Salad Dressing Ingredients

3) Fresh dressings with natural flavors and ingredients

According to Technomic’s Healthy Eating report, 38% of consumers say they are willing to pay more for foods that are natural, while 35% say the same about preservative-free foods and 32% say so about foods with no artificial sweeteners. Dressings are an important part of making a delicious salad and, as such, should be given extra attention. For instance, dressings such as Marie’s are made with premium ingredients that make these prepared dressings as close to scratch-made as it gets, from taste to texture to quality. Made with no artificial flavors, preservatives, high-fructose corn syrup or gluten, dressings like Creamy Ranch, Italian Vinaigrette, Super Blue Cheese or Honey Mustard enhance all types of salads, from quinoa-and-kale blends to buffalo chicken and beyond.

Vegan Bowl

4) Unique and interesting toppings

Offering unique toppings for salads is the final element to consider when building craveable options for the menu. According to Technomic’s 2018 Soup & Salad report, some of the fastest growing salad ingredients at limited- and full-service restaurants include arugula, pico de gallo, quinoa, sunflower seeds, watermelon, cashews, pepperoncini, Brussels sprouts and portobello mushrooms. Salad toppings run the gamut from the healthy and crisp (freshly cut veggies) to more indulgent and savory options (think wonton strips or crushed tortilla chips, roasted or candied nuts, cheeses and more). Many diners will expect the usual suspects such as broccoli florets and croutons, but operators should innovate their salad topping options a bit, too. Try offering pickled vegetables such as cauliflower, pomegranate arils, imported cheeses, roasted squash or carrots.
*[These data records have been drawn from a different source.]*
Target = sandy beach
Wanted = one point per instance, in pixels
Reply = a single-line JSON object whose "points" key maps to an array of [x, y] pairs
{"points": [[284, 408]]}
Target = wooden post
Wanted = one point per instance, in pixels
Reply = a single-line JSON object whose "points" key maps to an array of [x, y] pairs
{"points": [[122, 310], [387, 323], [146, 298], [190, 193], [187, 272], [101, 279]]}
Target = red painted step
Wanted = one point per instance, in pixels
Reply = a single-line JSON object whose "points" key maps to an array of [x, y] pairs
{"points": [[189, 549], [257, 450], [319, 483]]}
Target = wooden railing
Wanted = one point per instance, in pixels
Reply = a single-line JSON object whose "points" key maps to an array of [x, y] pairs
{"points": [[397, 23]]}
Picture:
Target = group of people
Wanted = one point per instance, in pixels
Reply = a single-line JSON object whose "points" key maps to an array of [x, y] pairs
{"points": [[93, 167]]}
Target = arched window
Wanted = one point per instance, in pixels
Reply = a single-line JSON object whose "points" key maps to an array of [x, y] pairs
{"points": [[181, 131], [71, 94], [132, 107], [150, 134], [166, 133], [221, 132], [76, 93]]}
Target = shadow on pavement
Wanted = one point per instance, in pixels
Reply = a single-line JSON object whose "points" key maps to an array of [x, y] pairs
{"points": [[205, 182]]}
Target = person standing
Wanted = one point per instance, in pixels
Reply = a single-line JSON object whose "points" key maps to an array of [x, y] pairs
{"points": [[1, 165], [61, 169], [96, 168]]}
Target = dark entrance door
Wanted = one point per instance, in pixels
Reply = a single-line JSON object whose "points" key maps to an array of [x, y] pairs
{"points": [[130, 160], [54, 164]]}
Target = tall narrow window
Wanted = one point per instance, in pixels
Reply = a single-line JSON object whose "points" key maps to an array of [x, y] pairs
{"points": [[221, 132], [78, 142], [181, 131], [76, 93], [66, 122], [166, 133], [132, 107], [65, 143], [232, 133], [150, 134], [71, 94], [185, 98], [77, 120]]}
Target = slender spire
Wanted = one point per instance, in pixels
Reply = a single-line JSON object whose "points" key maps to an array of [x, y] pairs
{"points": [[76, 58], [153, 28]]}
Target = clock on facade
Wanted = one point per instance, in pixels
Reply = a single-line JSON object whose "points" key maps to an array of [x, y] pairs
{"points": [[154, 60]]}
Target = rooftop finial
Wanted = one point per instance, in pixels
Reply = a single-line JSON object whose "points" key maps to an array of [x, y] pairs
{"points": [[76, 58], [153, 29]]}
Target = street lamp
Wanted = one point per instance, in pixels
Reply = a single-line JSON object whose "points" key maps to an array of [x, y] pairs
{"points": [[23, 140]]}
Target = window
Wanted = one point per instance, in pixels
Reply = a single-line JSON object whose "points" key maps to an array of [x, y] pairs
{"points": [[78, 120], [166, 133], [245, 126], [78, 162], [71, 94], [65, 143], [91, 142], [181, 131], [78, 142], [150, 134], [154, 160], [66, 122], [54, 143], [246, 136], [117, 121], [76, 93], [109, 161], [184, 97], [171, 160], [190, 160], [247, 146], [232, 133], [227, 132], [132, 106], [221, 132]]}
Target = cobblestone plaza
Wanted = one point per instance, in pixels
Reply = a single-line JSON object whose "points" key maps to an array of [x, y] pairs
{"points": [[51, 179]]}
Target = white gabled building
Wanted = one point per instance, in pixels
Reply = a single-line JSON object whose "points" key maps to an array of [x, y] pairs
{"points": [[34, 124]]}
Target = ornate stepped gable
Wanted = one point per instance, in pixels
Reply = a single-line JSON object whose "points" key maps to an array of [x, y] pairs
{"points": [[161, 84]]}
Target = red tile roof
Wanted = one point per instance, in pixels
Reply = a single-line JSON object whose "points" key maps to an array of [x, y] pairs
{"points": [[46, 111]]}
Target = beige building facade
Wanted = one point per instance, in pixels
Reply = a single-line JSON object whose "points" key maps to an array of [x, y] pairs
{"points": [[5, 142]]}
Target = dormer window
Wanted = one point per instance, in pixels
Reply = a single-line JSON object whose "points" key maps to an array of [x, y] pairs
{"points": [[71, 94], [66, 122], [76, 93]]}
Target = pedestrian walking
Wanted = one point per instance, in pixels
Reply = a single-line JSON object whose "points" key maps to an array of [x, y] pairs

Making salads appealing means ensuring diners will look for them when they want something healthy but also something that tastes great. By offering options with crisp greens, filling grains, lean proteins, great-tasting and all-natural dressings and unique toppings, consumers get what they want (healthful and delicious salads), while restaurants gain repeat business from diners who visit just for their favorite salads.